What is Non–Bankable Cheque in Real Estate and How it works

Non-Bankable Cheques Explained for Property Buyers
In real estate, there are many confusing terms used, and we at Commercial Noida always strive to simplify those terms for our users. Today, continuing in the same spirit, we are back with one such term: Non Bankable Cheque.
Often in pre-launch properties or to initiate negotiations on properties, developers or brokers ask for a Non Bankable Cheque for EOI or other purposes. However, many buyers hesitate due to insufficient knowledge about this term. This hesitation is completely understandable, but at times, such decisions can cost them valuable deals.
So today, we will explore what this term means and how it works – so that the next time you're involved in a deal, you know exactly what to do.

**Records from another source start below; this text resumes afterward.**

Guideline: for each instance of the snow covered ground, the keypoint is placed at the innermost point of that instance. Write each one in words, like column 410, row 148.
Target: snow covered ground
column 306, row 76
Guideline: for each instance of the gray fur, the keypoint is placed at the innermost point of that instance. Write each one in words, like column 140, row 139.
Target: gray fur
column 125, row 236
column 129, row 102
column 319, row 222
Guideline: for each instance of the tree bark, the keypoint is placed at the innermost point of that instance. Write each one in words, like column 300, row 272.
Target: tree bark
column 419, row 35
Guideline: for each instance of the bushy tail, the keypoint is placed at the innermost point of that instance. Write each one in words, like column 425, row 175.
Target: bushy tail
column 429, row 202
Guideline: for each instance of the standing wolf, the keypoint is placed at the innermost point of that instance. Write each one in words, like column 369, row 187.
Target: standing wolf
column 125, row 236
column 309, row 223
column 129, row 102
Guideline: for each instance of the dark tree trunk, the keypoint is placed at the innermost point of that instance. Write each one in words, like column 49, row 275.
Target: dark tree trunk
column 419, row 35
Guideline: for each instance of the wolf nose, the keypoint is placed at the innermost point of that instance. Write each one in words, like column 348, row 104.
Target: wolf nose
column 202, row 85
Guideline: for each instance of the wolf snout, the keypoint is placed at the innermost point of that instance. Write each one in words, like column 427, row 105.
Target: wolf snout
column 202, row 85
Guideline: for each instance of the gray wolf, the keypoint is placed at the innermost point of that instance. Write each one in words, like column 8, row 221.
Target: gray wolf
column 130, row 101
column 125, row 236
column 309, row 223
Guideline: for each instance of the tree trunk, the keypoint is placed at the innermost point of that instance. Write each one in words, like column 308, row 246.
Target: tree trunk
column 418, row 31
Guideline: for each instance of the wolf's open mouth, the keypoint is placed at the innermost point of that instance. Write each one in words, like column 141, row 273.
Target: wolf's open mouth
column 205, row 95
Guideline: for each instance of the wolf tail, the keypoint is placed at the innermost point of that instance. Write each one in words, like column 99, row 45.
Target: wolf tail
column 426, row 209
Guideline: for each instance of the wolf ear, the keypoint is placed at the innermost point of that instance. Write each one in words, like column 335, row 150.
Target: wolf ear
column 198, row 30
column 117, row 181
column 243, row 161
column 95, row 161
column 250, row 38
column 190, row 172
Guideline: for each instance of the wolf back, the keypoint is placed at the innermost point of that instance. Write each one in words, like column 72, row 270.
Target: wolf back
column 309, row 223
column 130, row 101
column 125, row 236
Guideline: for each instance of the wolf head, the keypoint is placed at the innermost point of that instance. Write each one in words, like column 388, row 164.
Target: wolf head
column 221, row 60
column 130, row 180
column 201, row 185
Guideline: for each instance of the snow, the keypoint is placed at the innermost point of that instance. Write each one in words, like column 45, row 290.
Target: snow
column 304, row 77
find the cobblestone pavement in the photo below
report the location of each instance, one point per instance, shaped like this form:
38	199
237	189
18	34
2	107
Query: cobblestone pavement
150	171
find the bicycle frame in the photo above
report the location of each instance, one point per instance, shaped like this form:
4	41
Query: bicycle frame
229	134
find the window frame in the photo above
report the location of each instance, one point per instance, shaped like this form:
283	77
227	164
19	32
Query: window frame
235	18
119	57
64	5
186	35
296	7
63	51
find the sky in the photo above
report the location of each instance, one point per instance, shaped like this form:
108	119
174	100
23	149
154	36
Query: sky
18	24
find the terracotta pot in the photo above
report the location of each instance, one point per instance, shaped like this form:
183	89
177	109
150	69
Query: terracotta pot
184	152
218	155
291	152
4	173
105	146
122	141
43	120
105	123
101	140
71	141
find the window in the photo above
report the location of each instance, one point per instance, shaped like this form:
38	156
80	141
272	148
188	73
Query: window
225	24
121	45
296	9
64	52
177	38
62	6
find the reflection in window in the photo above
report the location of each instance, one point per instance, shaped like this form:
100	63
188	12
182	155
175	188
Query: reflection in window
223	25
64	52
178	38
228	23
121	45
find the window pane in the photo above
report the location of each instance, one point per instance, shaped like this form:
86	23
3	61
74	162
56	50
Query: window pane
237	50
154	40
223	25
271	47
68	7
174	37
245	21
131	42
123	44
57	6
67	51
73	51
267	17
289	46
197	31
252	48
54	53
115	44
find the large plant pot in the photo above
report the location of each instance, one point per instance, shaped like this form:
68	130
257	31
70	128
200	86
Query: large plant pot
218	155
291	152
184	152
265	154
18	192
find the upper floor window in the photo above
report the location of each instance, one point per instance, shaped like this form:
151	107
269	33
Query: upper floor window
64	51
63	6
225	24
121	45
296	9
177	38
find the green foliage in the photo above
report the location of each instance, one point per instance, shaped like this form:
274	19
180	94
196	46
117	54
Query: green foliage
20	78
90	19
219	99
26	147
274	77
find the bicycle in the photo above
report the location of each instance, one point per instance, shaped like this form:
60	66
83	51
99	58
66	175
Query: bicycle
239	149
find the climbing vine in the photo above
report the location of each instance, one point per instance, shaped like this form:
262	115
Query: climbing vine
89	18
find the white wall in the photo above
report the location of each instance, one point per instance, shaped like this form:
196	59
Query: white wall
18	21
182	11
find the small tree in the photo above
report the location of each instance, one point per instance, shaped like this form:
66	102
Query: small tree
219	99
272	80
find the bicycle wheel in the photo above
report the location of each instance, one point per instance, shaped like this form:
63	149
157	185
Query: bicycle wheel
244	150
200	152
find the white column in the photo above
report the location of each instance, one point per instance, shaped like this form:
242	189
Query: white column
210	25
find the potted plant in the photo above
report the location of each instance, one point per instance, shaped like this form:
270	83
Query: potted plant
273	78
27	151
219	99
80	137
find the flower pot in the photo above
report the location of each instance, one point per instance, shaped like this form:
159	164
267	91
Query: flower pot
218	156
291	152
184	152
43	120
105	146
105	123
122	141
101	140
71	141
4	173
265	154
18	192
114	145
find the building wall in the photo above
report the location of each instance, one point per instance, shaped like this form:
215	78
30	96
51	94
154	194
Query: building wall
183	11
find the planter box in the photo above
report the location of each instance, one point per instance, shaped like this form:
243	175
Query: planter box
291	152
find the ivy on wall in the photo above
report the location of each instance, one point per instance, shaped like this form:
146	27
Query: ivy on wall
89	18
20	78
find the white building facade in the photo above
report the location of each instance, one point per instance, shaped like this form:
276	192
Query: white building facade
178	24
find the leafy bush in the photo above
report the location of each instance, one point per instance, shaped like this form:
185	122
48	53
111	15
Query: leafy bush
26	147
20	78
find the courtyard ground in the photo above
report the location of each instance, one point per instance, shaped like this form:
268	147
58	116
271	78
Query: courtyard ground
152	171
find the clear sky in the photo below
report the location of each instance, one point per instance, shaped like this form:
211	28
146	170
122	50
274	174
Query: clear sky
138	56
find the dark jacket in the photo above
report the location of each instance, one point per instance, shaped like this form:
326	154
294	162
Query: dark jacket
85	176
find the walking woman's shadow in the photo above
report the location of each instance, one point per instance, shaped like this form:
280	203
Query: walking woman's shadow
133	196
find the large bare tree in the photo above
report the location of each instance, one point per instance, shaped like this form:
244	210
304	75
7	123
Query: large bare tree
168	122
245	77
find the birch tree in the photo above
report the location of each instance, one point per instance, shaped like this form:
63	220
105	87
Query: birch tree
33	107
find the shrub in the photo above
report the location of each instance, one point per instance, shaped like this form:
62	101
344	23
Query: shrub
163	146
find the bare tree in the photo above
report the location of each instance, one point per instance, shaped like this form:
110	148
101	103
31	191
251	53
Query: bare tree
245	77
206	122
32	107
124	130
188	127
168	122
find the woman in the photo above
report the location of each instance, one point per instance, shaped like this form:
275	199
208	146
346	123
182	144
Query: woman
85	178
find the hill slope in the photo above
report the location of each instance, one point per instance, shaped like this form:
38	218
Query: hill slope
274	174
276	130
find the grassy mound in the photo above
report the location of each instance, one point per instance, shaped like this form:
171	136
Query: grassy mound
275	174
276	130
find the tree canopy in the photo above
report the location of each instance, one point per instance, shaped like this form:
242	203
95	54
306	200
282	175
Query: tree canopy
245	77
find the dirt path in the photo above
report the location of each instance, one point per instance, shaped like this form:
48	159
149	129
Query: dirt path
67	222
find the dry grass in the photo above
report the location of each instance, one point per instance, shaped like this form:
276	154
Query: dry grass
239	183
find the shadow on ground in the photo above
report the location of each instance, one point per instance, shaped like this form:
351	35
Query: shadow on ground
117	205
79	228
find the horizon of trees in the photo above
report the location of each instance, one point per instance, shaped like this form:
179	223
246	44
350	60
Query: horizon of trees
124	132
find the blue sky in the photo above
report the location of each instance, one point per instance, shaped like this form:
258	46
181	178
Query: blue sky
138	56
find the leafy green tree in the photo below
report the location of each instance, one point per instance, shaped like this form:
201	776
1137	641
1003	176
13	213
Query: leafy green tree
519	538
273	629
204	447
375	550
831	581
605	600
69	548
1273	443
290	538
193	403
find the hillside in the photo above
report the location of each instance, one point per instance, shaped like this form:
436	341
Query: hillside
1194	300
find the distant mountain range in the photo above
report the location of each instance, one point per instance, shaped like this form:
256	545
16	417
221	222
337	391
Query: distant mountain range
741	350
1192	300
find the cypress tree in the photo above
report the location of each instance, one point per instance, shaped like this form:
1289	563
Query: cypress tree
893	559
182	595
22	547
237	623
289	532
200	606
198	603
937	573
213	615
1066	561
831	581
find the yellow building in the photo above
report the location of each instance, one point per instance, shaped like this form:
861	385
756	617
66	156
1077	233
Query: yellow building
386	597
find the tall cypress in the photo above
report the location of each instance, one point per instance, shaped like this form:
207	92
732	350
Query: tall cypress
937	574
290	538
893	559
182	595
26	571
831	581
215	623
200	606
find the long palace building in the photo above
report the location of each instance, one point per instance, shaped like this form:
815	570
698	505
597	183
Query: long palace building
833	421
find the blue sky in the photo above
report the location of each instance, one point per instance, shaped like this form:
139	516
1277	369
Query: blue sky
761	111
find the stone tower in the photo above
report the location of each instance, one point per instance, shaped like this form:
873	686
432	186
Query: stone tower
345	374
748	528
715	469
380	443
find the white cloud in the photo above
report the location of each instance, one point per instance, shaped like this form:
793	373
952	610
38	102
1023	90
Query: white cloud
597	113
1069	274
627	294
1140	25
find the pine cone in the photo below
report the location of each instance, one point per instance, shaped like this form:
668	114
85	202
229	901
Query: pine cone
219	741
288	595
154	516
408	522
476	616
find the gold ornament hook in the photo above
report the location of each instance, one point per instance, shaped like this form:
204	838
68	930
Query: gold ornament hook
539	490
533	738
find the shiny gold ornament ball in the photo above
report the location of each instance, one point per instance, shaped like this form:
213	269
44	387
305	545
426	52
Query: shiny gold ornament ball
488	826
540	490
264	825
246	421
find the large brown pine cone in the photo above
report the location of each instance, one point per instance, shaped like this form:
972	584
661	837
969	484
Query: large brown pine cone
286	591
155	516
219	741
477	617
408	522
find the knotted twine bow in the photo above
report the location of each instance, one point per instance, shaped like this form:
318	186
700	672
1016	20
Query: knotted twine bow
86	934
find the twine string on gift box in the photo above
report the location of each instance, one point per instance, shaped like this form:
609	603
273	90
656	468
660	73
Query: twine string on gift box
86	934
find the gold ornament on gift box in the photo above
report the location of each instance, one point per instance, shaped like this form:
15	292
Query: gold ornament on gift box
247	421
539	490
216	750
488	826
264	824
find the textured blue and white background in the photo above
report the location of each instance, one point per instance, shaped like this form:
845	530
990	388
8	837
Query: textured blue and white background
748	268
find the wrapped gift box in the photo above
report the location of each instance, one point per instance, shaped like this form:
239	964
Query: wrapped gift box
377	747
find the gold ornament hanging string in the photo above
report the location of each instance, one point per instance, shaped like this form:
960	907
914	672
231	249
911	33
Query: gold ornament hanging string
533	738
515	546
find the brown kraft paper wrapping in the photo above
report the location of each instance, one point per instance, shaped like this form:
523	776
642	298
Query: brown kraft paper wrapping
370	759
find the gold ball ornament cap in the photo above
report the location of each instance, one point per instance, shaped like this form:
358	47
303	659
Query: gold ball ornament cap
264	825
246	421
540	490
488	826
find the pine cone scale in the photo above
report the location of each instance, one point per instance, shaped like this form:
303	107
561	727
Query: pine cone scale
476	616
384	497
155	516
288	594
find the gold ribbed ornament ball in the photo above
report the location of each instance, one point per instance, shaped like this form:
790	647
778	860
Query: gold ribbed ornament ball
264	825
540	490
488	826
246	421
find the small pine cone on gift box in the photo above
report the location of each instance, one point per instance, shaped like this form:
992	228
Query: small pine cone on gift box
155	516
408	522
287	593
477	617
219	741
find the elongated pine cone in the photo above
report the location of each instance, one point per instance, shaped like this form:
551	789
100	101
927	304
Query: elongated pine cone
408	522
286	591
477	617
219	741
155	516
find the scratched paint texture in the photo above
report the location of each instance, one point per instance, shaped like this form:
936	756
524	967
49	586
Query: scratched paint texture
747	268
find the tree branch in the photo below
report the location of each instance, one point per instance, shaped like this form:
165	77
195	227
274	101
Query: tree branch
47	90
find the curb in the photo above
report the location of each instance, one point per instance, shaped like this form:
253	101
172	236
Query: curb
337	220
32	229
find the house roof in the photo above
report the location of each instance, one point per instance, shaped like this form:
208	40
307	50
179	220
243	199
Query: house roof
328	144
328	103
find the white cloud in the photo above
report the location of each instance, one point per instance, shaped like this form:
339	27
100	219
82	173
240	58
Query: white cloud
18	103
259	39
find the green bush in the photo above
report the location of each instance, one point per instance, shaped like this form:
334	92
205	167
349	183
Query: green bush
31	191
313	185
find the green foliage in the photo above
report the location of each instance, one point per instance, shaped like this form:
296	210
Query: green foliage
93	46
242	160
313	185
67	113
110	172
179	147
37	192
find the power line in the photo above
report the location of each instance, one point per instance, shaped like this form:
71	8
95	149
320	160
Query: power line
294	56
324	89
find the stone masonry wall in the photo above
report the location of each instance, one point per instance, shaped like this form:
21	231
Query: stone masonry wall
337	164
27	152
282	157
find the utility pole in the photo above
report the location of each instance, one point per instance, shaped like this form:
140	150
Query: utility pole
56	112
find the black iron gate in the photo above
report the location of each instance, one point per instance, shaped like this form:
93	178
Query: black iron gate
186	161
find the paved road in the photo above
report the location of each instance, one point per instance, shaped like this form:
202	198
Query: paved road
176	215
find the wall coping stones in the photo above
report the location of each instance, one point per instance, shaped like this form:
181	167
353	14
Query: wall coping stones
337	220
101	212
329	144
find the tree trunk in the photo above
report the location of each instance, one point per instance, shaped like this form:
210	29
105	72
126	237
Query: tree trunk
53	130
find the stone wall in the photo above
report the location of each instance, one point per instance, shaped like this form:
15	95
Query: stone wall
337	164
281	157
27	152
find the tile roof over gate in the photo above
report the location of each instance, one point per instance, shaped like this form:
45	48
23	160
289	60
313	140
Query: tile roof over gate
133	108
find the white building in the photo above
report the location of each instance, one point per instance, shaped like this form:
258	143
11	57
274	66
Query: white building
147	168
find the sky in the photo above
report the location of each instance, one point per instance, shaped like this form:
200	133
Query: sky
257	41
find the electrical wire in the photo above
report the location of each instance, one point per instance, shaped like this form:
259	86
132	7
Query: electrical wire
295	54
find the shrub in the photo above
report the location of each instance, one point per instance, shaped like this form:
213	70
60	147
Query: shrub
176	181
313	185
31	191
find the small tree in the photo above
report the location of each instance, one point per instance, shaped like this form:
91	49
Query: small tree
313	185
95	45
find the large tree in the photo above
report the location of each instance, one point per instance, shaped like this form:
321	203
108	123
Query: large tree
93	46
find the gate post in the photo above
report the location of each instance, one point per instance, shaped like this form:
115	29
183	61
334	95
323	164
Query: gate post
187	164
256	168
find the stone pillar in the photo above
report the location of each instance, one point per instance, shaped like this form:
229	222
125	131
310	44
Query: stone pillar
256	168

Read more about the Comprehensive Guide On EOI In Real Estate.
What is meant by Non-Bankable cheque?
A cheque that is used by the buyer to express his preference or to initiate negotiations in a property deal. The cheque serves as an indication of interest and intent to purchase, giving the seller confidence that he is not wasting time with someone unserious but is instead dealing with a genuine buyer.
It is a post-dated or current-dated cheque that is not to be presented to the bank unless certain terms are agreed upon. Think of it as a "soft commitment"—a way to show the buyer’s serious intent without any immediate financial transfer.
Misconception about a Non Bankable Cheque
The term ‘Non-Bankable’ is not used in official banking terminology but is a general practice in the real estate market. Technically, there is no such thing as a Non-Bankable Cheque, but the term is used due to its nature—the seller is not officially authorized to cash it without a formal deal or the buyer’s consent.
Non Bankable Cheque Usage
1. During pre-launch offers (tentative prices & informal bookings).
2. To lock a price or initiate negotiation for a property deal.
3. To give the seller or broker confidence that you are a genuine buyer
Benefits of using a Non Bankable Cheque
• Shows serious intent to the developer or broker
• Helps start negotiation on price or terms
• Locks in price or unit in early-stage deals
• No money deducted unless you agree
• Keeps you in priority during pre-launch offers
• Gives time to check approvals and documents
• You stay in control of when the cheque is used
• Avoids full payment risk without commitment
• Builds trust with seller without financial transfer
Disadvantages of using a Non Bankable Cheque in real estate
• Can be deposited without your consent
• Not legally protected unless properly documented
• Verbal agreements may not hold up
• Cheque bounce can lead to legal trouble (Section 138)
• Risk of misuse if given to unreliable parties
• Usually no formal agreement in place
• May give a false sense of safety to the buyer
• Difficult to recover money if misused
Now, to safeguard yourself from any mishappenings, always issue a non-bankable cheque only to reputed and RERA-registered builders and consultants. Additionally, always write "Non-Bankable" on the cheque and ensure proper documentation is in place.
By doing so, your money will be safe, and you’ll have no worries—allowing you to focus on home buying and getting your desired unit booked.